The new school will have a lunchroom, which houses a performance stage, that will serve for multipurpose. “We want to get as much use out of our facilities as we can,’ Knott said. “I love the design and think it will be a real benefit. We can do banquets, programs and events in here. It’s a great way to meet all those needs.”
Knott believes that if there is anything else that sets the school apart from others it will be its special needs facilities. “About $70,000 worth of equipment will be used for the school’s special needs’ rooms,” Knott said. “There will be a sensory perception room designed to meet the needs of special students who have sensory perception problems where sensory components is the type of intervention that will help them improve and succeed. Everything will be designed specifically. Next door will be a classroom, full kitchen area, full handicap bathroom and washer and dryer because we want to teach functional skills and life skills to these students to be self sufficient. I’m very passionate about making sure we do all we can to take care of the needs of those who need special care. I think this will provide an opportunity we have never had before.”
The building has one hall designated as the safe hall that can serve as a safe haven during dangerous weather. “There is twelve inch reinforced concrete block walls that go down both hallways,” Knott said. “The doors on the hall are FEMA approved. We have a two door system. The inside door is solid metal. Out of concern for students, the door will be mounted and kept in an open position unless we have drills or there is a need such as a weather lockdown. The outside door will be our regular, everyday door.
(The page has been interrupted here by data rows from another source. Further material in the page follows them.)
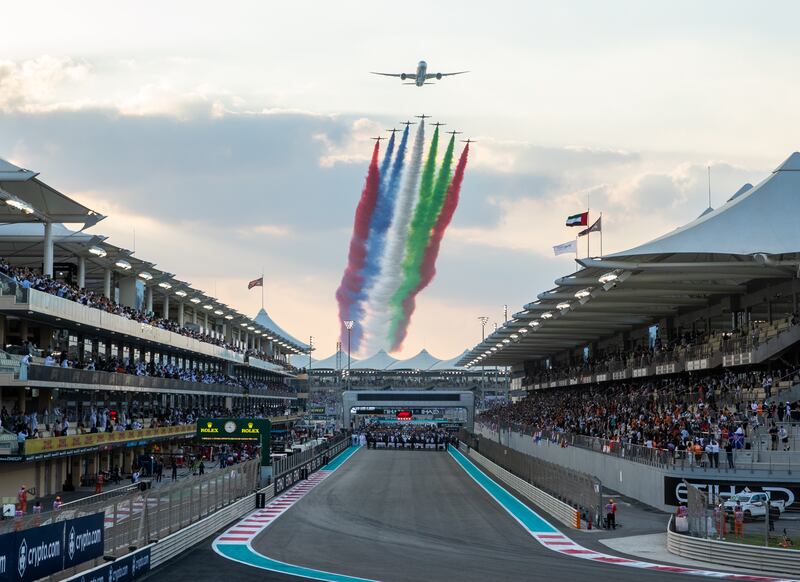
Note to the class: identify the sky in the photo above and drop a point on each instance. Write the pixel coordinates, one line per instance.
(235, 139)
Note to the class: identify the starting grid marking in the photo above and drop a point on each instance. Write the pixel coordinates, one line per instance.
(552, 539)
(252, 525)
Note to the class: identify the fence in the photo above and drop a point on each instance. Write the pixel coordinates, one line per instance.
(283, 466)
(305, 463)
(774, 561)
(138, 518)
(739, 460)
(565, 513)
(577, 489)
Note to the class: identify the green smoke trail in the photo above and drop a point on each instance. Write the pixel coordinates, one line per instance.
(431, 199)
We will be the only school in Escambia County Ala., that meets all of the new federal and state guidelines for a FEMA rated hurricane shelter.”
As far as camera surveillance goes, Knott says cameras will be stationed throughout the building and grounds. “Every classroom will have camera systems in them,” Knott said.”Every area will be able to be under surveillance and that’s a great thing,” Knott said.
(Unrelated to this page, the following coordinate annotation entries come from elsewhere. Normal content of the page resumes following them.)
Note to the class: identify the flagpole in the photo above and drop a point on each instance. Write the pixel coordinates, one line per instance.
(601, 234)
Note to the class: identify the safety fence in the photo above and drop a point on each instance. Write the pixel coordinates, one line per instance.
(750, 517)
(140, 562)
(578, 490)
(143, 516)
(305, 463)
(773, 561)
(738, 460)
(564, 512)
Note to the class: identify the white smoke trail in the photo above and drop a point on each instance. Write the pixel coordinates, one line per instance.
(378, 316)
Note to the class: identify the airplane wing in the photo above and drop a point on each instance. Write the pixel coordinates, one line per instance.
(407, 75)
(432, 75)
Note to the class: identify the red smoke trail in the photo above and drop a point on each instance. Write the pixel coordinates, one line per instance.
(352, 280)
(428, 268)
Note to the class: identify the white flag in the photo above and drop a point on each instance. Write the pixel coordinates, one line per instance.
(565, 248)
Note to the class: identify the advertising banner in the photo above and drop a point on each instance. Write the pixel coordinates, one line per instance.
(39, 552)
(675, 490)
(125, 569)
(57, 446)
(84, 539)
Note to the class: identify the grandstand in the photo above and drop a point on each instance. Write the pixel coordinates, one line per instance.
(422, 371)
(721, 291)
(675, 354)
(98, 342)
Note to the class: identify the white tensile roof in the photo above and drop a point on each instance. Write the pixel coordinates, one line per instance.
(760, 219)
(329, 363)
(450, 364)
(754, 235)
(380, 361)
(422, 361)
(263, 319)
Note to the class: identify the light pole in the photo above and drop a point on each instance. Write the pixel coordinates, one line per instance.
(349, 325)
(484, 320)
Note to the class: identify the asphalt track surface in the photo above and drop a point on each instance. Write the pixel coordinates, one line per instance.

Over 100 students participate in band activities. The new band room will be state-of-the-art and be able to hold the band’s big numbers. “The ceiling is 18 feet high,” Knott said. “There will be a big screen television to be used to replay videos of performances and Smartboard technology will be installed as well. There are rooms built all over that are either practice rooms or for flag core stuff or majorette uniforms, etc. The band will have all they need, even a washer and dryer.”
Parking will be available on the south end front, faculty will be able to park on the side, and once Phase two demolition finishes, more room will be available as well. “We’ll still utilize the front parking lot in front of the current school,” Knott said. “We know our parking availability will double from what we than have had in the past. And that’s a good thing.”
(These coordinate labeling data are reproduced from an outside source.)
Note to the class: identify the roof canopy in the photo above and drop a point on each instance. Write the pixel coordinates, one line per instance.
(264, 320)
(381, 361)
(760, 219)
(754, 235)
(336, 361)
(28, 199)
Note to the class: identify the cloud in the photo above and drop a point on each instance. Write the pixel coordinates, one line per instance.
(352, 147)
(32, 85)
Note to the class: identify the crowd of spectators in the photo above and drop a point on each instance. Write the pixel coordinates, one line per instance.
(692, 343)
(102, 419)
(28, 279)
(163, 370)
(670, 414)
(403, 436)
From the school’s HVAC system, to Smartboard technology in every classroom, to the upgraded media center, to wireless network capabilities throughout the building, the East Brewton community has a lot to look forward to in it’s new school.
Knott said that although the move will be an exciting step, it wouldn’t be an easy transition.
“If we do make our deadline and Phase two starts with the demolition we know there is still going to be some inconveniences and some things to work around. We are already preparing for that. It won’t be perfect but hopefully by the time we get to the beginning of next school year we hope to have Phase two taking care of.”